The honor, first presented in 1961, recognizes the athlete, team or organization who "has done the most to reflect credit upon Philadelphia and to the team or sport in which they excel." If he wins, Hamels would join Ryan Howard, Roy Halladay and Jimmy Rollins as the fourth member of the Phillies to be chosen in the past seven years.
In 2009 Hamels and his wife, Heidi, established the Hamels Foundation, which has awarded $600,000 in grants to schools in underprivileged areas of Philadelphia. A school that would benefit up to 4,000 orphans in Malawi, Africa, is in the works.
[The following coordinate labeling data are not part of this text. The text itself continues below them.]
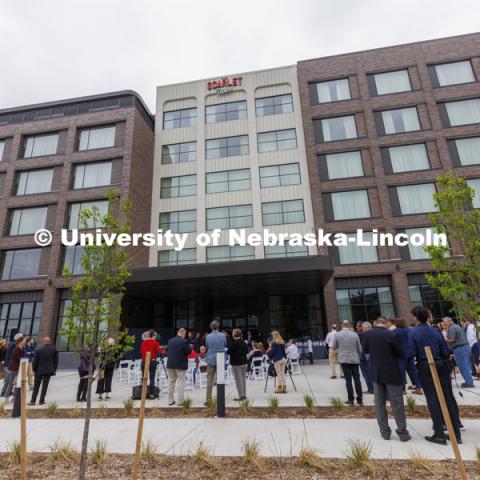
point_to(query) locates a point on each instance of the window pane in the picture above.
(392, 82)
(463, 112)
(408, 158)
(454, 73)
(416, 198)
(348, 205)
(344, 165)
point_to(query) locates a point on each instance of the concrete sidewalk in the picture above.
(277, 437)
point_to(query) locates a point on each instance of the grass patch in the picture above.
(308, 456)
(410, 404)
(273, 404)
(337, 403)
(51, 409)
(62, 452)
(309, 401)
(203, 456)
(99, 451)
(251, 453)
(359, 454)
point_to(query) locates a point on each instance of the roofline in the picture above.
(86, 98)
(390, 46)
"The Philadelphia kids we are trying to help are not going home to a very good environment," he said. "We want them for a couple of hours a day to get to go to something they are proud of and to realize that somebody is noticing them so that they will hopefully learn and make better decisions."
If chosen from among 12 nominees, Hamels would enter the company of Philadelphia legends Julius Erving, Chuck Bednarik, Bernie Parent and Mike Schmidt.
"People consider them athletes, but at the same time, they all have had a pretty good understanding of what it takes to be a complete person," said Hamels. "You want to show people that you are human and came from a pretty grounded lifestyle and won't get carried away with yourself."
Jay Greenberg is a contributor to MLB.com. This story was not subject to the approval of Major League Baseball or its clubs.